Successive governments are de-professionalising and demotivating teachers through consumerism, short-termism and a blind confidence in the place of the market.  This creates the very inequality in society that speeds up the downward spiral. The disgraceful correlation between attainment and inequality in this country is systemic.  

Ministers are too quick to point the blame at the most gifted generation of teachers and heads (see OECD PISA study on leadership) that we have ever seen.
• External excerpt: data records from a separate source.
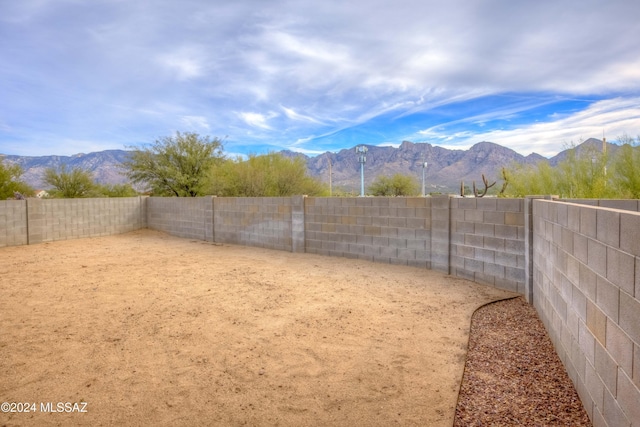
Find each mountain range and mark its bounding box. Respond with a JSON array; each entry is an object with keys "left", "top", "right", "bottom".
[{"left": 0, "top": 138, "right": 618, "bottom": 194}]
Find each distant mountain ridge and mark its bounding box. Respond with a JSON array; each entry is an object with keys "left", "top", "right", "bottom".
[
  {"left": 0, "top": 150, "right": 129, "bottom": 189},
  {"left": 4, "top": 138, "right": 618, "bottom": 193}
]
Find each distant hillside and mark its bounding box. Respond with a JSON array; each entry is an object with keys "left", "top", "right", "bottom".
[
  {"left": 4, "top": 138, "right": 618, "bottom": 194},
  {"left": 287, "top": 141, "right": 544, "bottom": 192},
  {"left": 4, "top": 150, "right": 128, "bottom": 189}
]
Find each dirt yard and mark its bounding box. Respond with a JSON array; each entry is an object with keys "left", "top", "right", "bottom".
[{"left": 0, "top": 230, "right": 512, "bottom": 426}]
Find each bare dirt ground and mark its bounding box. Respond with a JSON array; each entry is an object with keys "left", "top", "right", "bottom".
[{"left": 0, "top": 230, "right": 511, "bottom": 426}]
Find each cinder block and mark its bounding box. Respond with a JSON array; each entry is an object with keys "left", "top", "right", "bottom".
[
  {"left": 464, "top": 210, "right": 484, "bottom": 222},
  {"left": 587, "top": 239, "right": 607, "bottom": 277},
  {"left": 596, "top": 209, "right": 620, "bottom": 248},
  {"left": 600, "top": 199, "right": 638, "bottom": 212},
  {"left": 607, "top": 248, "right": 635, "bottom": 295},
  {"left": 616, "top": 369, "right": 640, "bottom": 425},
  {"left": 620, "top": 212, "right": 640, "bottom": 256},
  {"left": 583, "top": 360, "right": 604, "bottom": 410},
  {"left": 587, "top": 300, "right": 607, "bottom": 346},
  {"left": 618, "top": 291, "right": 640, "bottom": 345},
  {"left": 571, "top": 286, "right": 587, "bottom": 322},
  {"left": 494, "top": 225, "right": 524, "bottom": 241},
  {"left": 504, "top": 267, "right": 524, "bottom": 284},
  {"left": 580, "top": 206, "right": 597, "bottom": 239},
  {"left": 464, "top": 234, "right": 484, "bottom": 248},
  {"left": 602, "top": 389, "right": 631, "bottom": 427},
  {"left": 482, "top": 236, "right": 505, "bottom": 251},
  {"left": 496, "top": 199, "right": 524, "bottom": 212},
  {"left": 484, "top": 262, "right": 505, "bottom": 279},
  {"left": 595, "top": 276, "right": 620, "bottom": 322},
  {"left": 504, "top": 212, "right": 524, "bottom": 226},
  {"left": 632, "top": 343, "right": 640, "bottom": 389},
  {"left": 579, "top": 264, "right": 597, "bottom": 301},
  {"left": 606, "top": 318, "right": 640, "bottom": 378}
]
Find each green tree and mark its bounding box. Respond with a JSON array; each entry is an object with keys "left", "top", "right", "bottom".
[
  {"left": 369, "top": 173, "right": 419, "bottom": 196},
  {"left": 43, "top": 165, "right": 96, "bottom": 199},
  {"left": 610, "top": 135, "right": 640, "bottom": 199},
  {"left": 0, "top": 159, "right": 33, "bottom": 200},
  {"left": 123, "top": 132, "right": 224, "bottom": 197},
  {"left": 209, "top": 153, "right": 327, "bottom": 197},
  {"left": 96, "top": 184, "right": 138, "bottom": 197}
]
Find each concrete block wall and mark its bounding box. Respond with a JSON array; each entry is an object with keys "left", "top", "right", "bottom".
[
  {"left": 304, "top": 197, "right": 431, "bottom": 268},
  {"left": 558, "top": 199, "right": 640, "bottom": 212},
  {"left": 26, "top": 197, "right": 144, "bottom": 244},
  {"left": 146, "top": 197, "right": 214, "bottom": 242},
  {"left": 533, "top": 200, "right": 640, "bottom": 427},
  {"left": 450, "top": 198, "right": 526, "bottom": 294},
  {"left": 0, "top": 200, "right": 29, "bottom": 248},
  {"left": 213, "top": 196, "right": 296, "bottom": 251}
]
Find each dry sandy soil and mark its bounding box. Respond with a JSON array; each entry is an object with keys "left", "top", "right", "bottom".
[{"left": 0, "top": 230, "right": 512, "bottom": 426}]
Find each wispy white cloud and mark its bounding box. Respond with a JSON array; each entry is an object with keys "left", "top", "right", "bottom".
[
  {"left": 0, "top": 0, "right": 640, "bottom": 154},
  {"left": 238, "top": 112, "right": 277, "bottom": 130},
  {"left": 424, "top": 97, "right": 640, "bottom": 157},
  {"left": 180, "top": 116, "right": 211, "bottom": 131}
]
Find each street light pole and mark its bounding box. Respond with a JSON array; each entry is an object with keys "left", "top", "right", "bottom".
[
  {"left": 356, "top": 145, "right": 368, "bottom": 197},
  {"left": 422, "top": 162, "right": 427, "bottom": 197}
]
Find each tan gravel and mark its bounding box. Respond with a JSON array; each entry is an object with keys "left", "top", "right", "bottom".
[{"left": 454, "top": 297, "right": 592, "bottom": 427}]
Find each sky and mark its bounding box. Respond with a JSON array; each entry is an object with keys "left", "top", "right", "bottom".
[{"left": 0, "top": 0, "right": 640, "bottom": 157}]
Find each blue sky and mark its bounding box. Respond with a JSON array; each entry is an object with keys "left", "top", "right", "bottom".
[{"left": 0, "top": 0, "right": 640, "bottom": 156}]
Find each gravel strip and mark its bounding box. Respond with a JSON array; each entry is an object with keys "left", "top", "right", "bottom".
[{"left": 454, "top": 297, "right": 592, "bottom": 426}]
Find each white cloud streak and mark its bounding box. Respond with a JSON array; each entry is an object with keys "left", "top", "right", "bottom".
[{"left": 0, "top": 0, "right": 640, "bottom": 154}]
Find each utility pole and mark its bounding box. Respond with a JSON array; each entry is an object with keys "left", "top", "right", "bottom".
[
  {"left": 356, "top": 145, "right": 369, "bottom": 197},
  {"left": 422, "top": 158, "right": 427, "bottom": 197},
  {"left": 327, "top": 156, "right": 333, "bottom": 197}
]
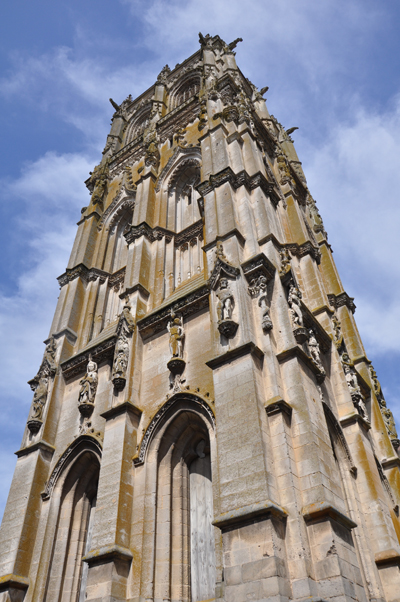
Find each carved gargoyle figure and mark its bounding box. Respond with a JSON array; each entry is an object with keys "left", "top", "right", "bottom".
[
  {"left": 167, "top": 314, "right": 185, "bottom": 358},
  {"left": 217, "top": 278, "right": 235, "bottom": 322},
  {"left": 341, "top": 353, "right": 368, "bottom": 420},
  {"left": 308, "top": 328, "right": 326, "bottom": 376},
  {"left": 78, "top": 356, "right": 98, "bottom": 406},
  {"left": 288, "top": 284, "right": 304, "bottom": 328}
]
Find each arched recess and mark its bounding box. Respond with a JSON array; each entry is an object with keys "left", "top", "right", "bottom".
[
  {"left": 137, "top": 393, "right": 221, "bottom": 602},
  {"left": 40, "top": 436, "right": 101, "bottom": 602},
  {"left": 169, "top": 71, "right": 201, "bottom": 111},
  {"left": 157, "top": 148, "right": 204, "bottom": 296}
]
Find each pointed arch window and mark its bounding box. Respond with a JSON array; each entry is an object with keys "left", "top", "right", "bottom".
[{"left": 44, "top": 451, "right": 99, "bottom": 602}]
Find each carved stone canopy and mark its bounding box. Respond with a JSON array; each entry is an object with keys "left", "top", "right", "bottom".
[
  {"left": 208, "top": 257, "right": 240, "bottom": 290},
  {"left": 242, "top": 253, "right": 275, "bottom": 292}
]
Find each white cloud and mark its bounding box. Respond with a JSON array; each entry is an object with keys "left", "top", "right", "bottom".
[
  {"left": 304, "top": 98, "right": 400, "bottom": 359},
  {"left": 0, "top": 153, "right": 94, "bottom": 515}
]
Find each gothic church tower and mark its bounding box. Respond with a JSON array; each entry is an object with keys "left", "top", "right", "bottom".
[{"left": 0, "top": 35, "right": 400, "bottom": 602}]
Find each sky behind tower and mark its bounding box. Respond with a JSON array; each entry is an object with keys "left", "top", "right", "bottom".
[{"left": 0, "top": 0, "right": 400, "bottom": 516}]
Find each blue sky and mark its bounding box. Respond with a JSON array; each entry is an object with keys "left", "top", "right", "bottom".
[{"left": 0, "top": 0, "right": 400, "bottom": 516}]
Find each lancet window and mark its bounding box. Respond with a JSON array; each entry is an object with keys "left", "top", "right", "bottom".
[
  {"left": 44, "top": 451, "right": 99, "bottom": 602},
  {"left": 167, "top": 159, "right": 203, "bottom": 288}
]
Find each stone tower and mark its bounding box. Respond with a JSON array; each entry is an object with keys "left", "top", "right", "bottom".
[{"left": 0, "top": 35, "right": 400, "bottom": 602}]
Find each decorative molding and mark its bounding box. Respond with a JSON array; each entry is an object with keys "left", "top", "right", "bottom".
[
  {"left": 195, "top": 167, "right": 280, "bottom": 206},
  {"left": 61, "top": 333, "right": 117, "bottom": 380},
  {"left": 375, "top": 548, "right": 400, "bottom": 568},
  {"left": 124, "top": 222, "right": 174, "bottom": 245},
  {"left": 208, "top": 254, "right": 240, "bottom": 290},
  {"left": 212, "top": 500, "right": 288, "bottom": 531},
  {"left": 133, "top": 391, "right": 215, "bottom": 466},
  {"left": 15, "top": 439, "right": 56, "bottom": 458},
  {"left": 137, "top": 285, "right": 210, "bottom": 337},
  {"left": 0, "top": 573, "right": 29, "bottom": 600},
  {"left": 41, "top": 435, "right": 103, "bottom": 500},
  {"left": 328, "top": 291, "right": 356, "bottom": 314},
  {"left": 57, "top": 263, "right": 125, "bottom": 287},
  {"left": 301, "top": 502, "right": 357, "bottom": 530},
  {"left": 206, "top": 341, "right": 264, "bottom": 370}
]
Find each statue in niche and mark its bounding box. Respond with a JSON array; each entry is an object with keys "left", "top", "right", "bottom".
[
  {"left": 341, "top": 353, "right": 368, "bottom": 420},
  {"left": 167, "top": 313, "right": 185, "bottom": 358},
  {"left": 279, "top": 248, "right": 290, "bottom": 276},
  {"left": 216, "top": 278, "right": 239, "bottom": 338},
  {"left": 30, "top": 376, "right": 49, "bottom": 422},
  {"left": 258, "top": 295, "right": 273, "bottom": 334},
  {"left": 112, "top": 332, "right": 129, "bottom": 380},
  {"left": 308, "top": 328, "right": 326, "bottom": 376},
  {"left": 78, "top": 356, "right": 98, "bottom": 407},
  {"left": 111, "top": 297, "right": 135, "bottom": 390},
  {"left": 217, "top": 278, "right": 235, "bottom": 322},
  {"left": 288, "top": 284, "right": 304, "bottom": 328}
]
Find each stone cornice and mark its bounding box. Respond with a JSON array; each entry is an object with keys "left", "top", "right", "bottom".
[
  {"left": 375, "top": 548, "right": 400, "bottom": 567},
  {"left": 15, "top": 439, "right": 56, "bottom": 458},
  {"left": 212, "top": 500, "right": 288, "bottom": 531},
  {"left": 301, "top": 502, "right": 357, "bottom": 529},
  {"left": 0, "top": 573, "right": 29, "bottom": 592},
  {"left": 206, "top": 341, "right": 264, "bottom": 370},
  {"left": 196, "top": 167, "right": 280, "bottom": 206},
  {"left": 264, "top": 395, "right": 293, "bottom": 417},
  {"left": 328, "top": 291, "right": 356, "bottom": 314},
  {"left": 137, "top": 284, "right": 210, "bottom": 337},
  {"left": 258, "top": 233, "right": 321, "bottom": 264},
  {"left": 82, "top": 544, "right": 133, "bottom": 566}
]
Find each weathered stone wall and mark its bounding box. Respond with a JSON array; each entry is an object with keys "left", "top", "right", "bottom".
[{"left": 0, "top": 31, "right": 400, "bottom": 602}]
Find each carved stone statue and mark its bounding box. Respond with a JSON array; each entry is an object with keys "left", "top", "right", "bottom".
[
  {"left": 341, "top": 353, "right": 368, "bottom": 420},
  {"left": 379, "top": 399, "right": 397, "bottom": 439},
  {"left": 112, "top": 332, "right": 129, "bottom": 380},
  {"left": 217, "top": 278, "right": 235, "bottom": 322},
  {"left": 167, "top": 314, "right": 185, "bottom": 358},
  {"left": 308, "top": 328, "right": 326, "bottom": 380},
  {"left": 30, "top": 376, "right": 49, "bottom": 422},
  {"left": 258, "top": 295, "right": 273, "bottom": 333},
  {"left": 78, "top": 356, "right": 98, "bottom": 415},
  {"left": 288, "top": 284, "right": 304, "bottom": 328}
]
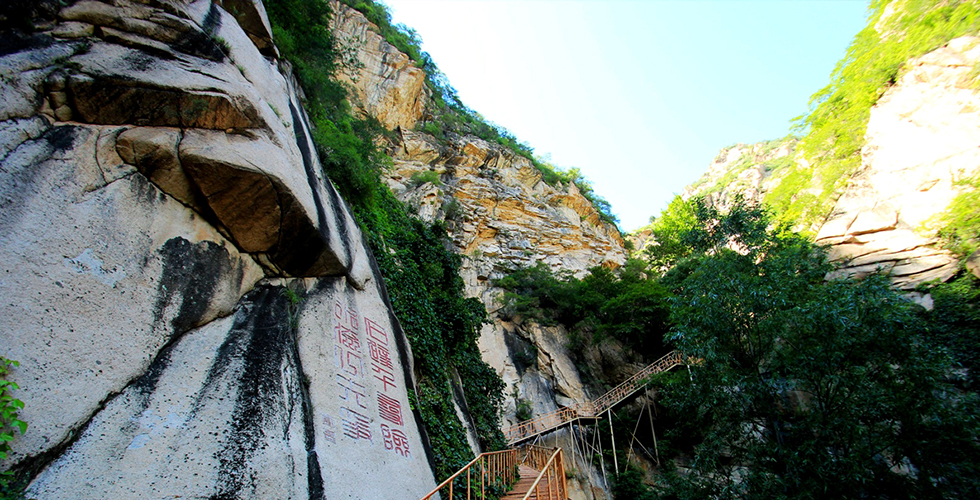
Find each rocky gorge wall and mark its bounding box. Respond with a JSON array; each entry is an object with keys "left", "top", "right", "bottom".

Most teachers and heads  are passionate about the role of state education and believe that education is a force for good.  We believe in democratic, value-driven education where genuine dialogue and feedback replace the obsession with targets, performance management and Ofsted grades crudely linked to raw data.

We believe students and teachers thrive in an ethos of democratic fellowship and that this Utopian world is as far removed from the utilitarian world of ministers as it is possible to be.

Steve Baker, Head, Lipson Co-operative Academy Trust, Plymouth


Sense of fulfilment

Over the last few years we have noticed a significant improvement in the quality and number of good candidates for our teaching vacancies.  Undoubtedly this can be partly explained by recent economic conditions but I also think that the previous TDA advertising campaigns focused on the right things to encourage the best potential teachers into schools. 

Their main message was the huge sense of fulfilment that comes from teaching and enabling young people, especially those that are disadvantaged, to reach their potential.  This is the overriding motivator of all of the best teachers that I know and it is why we want these people in the classroom.  We need to get back to this core message and limit the negative impact that low morale in the profession will have on attracting and retaining the best.

Mark Marande, Deputy Head, Priory School, Portsmouth


Status matters

Attracting the best graduates into teaching requires the profession to present a package that is equally attractive as, say, working in law, medicine or the City. This means respect for the status of the career as well as appropriate remuneration, CPD, promotion and so forth.

The pay scales and the opportunities to progress through the pay scales are fit for purpose. However, saying “I'm a teacher” simply does not command the respect given to those graduates who are able to say “I'm a lawyer” or “I’m a City analyst”.

We have to look very carefully at the messages that are given out by all stakeholders about the importance of the perceived status of the role.

High quality CPD is essential to retaining high quality graduates in the profession. Although student teachers often visit, observe and spend time in a variety of schools there is little opportunity for this once a position is secured. The opportunity to teach in a variety of schools for a fixed period of time once in post would enable teachers to gain vast experience of different approaches to leading the system, leading learning and all aspects of the learning of young people.

Nicki Flynn, Assistant Head, Parkside School, Bradford


I love my job

Although some (government, Ofsted etc) try to make it more and more difficult for us to enjoy it, I still love my job! I have a deep rooted belief in education and its power to change lives for the better. I always wanted to become a teacher. At the time I lived in France and I wanted to be an English teacher in France. As it turned out, I became a French teacher in England.  I didn’t consider the pay, the prospects, nor the pension, I just wanted to make a difference.

To this day, this is what motivates me.  I remember the first time a student said “Miss, I’ve got it!” It was, and still is, one of the best feelings. I soon realised that I wanted to have a wider impact on students’ future, and as a leader I work with colleagues to achieve this across the school.